Lou's speech is the key to understanding both what we've seen so far and what we'll see in the episodes to come. Lou may be talking about his own situation, but the question of escaping this mess unscathed could come from nearly any of Fargo's protagonists. In a matter of weeks, Floyd has been forced to contend with the stroke of her husband, the death of her son, and the pressures of forces both external and internal. Ed Blumquist has seen all his dreams go up in smoke — first metaphorical, then literally. Each of these characters is at a crossroads, forced to make choices that will influence everything that happens next — and Fargo's unconventional narrative structure, with its peaks, valleys, and detours, makes it totally unclear when and how their paths will cross again.

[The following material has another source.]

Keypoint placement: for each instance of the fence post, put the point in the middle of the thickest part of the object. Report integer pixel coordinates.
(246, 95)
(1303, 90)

Of course, Fargo's boldest structural gambit of all didn't even happen this year. It came in season one, when the older Lou Solverson (Keith Carradine) laid the groundwork for the story that's unfolding in season two:
"Had a case once. Back in '79. And I'd tell you the details, but it'd sound like I made 'em up. Madness, really. One after another. Probably, if you stacked [the bodies] high, could have climbed to the second floor. I saw something that year I ain't ever seen, before or since. I'd call it animal, except animals only kill for food. This was… Sioux Falls."
We're at the midway point of Fargo's second season, and there are countless directions in which the story might twist and turn. The Kansas City syndicate will surely seek retaliation against the Gerhardts. Dodd Gerhardt is all but openly preparing to mount a coup against his own mother. Ed's dream of owning the butcher shop is officially dead, and Peggy's much-vaunted Life Spring seminar — the possible location of another "Sioux Falls Massacre" — still looms on the horizon.
We know the broadest strokes of this story's ending, but we don't know how we'll get there — and the overarching narrative structure makes it all but impossible to guess.